Neuronal dendritic growth and the number of synapses: Neuronal dendritic growth and increased numbers of synapses are the closest possibilities for excessive early brain growth in autism. If dendrites grow excessively or do not reach the same level as active synaptic protrusions, abnormal connections may occur between neurons. However, only a small number of postmortem studies have examined neuronal dendritic connections or synapses related to autism. Numbers and sizes of glial cells: Gliogenesis has differences among microglia, oligodendrocytes, and astrocytes from a prenatal perspective. Astrocytes constitute 17% of the glia in the brain. If glia is responsible for the increase in cerebral volume in autistic children, a neuroinflammatory response involving microglia could be the likely culprit. All of these factors result in the overall brain growth seen in autism.[74-76]
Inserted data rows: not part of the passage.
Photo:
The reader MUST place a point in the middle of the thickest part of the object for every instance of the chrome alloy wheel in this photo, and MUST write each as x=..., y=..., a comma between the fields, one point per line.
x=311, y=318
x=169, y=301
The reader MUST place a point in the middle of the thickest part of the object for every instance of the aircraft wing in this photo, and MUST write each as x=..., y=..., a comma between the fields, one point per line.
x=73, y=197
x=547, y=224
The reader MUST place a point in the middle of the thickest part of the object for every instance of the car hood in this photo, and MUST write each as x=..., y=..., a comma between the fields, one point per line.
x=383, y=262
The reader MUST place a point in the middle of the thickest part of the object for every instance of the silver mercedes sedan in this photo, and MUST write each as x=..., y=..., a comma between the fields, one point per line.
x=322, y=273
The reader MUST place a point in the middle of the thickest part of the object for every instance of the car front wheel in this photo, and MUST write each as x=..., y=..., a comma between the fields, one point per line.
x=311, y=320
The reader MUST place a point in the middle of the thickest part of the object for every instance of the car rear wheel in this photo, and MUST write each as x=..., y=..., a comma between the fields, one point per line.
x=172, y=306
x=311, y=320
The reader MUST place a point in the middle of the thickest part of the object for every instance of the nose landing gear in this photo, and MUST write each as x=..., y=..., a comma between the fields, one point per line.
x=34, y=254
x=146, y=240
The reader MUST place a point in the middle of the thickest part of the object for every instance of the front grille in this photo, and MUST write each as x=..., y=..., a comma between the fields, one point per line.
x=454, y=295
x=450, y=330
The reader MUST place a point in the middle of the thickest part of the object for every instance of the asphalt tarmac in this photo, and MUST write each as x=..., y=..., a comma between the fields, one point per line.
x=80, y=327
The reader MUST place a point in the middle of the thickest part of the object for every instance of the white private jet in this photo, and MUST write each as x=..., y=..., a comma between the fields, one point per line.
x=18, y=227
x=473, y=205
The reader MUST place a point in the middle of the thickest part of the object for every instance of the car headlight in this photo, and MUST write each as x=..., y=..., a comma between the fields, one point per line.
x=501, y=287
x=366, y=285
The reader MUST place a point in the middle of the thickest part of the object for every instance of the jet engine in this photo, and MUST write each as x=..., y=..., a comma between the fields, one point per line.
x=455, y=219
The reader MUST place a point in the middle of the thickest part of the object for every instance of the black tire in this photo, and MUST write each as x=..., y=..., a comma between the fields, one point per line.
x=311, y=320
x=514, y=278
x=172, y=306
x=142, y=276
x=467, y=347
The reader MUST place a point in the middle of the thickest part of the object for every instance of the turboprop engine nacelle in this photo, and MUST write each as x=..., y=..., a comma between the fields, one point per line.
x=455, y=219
In conclusion, until very recently, the role of glial cells at the onset of ASD was overlooked, and therefore, pharmacological strategies aimed almost exclusively at neuronal activity and synaptic transmission to treat symptoms. However, accumulating evidence suggests that astrocytes and microglia may play a significant role in the regulation of synapse formation, function, and elimination, and therefore may have an impact on ASD. Recent data suggest that ASD is at least partially caused by disorders affecting glial cells or neuron-glia interactions, and future pharmacological research should consider the possibility of improving glial cell functions. By including more patients and control groups in studies, and developing biomarkers that can be used in the diagnosis and prognosis of autism, the disease process can be positively affected. This review shows that differences in glial cells, such as astrocytes, and disruptions in their functions, can have an impact on the ASD process. Although research on the molecular mechanisms of astroglial maturation and how the disruption of this maturation process contributes to the pathogenesis of neurodevelopmental disorders continues, the availability of new in vivo tools for studying astrocytes can be of great benefit in answering these questions. Understanding the role of astroglia in the pathogenesis of neurodevelopmental disorders will facilitate the search for treatments for these disorders. Future studies should shed light on differentiating between pathological processes underlying the core processes of autism and findings related to the cause of death or comorbidities.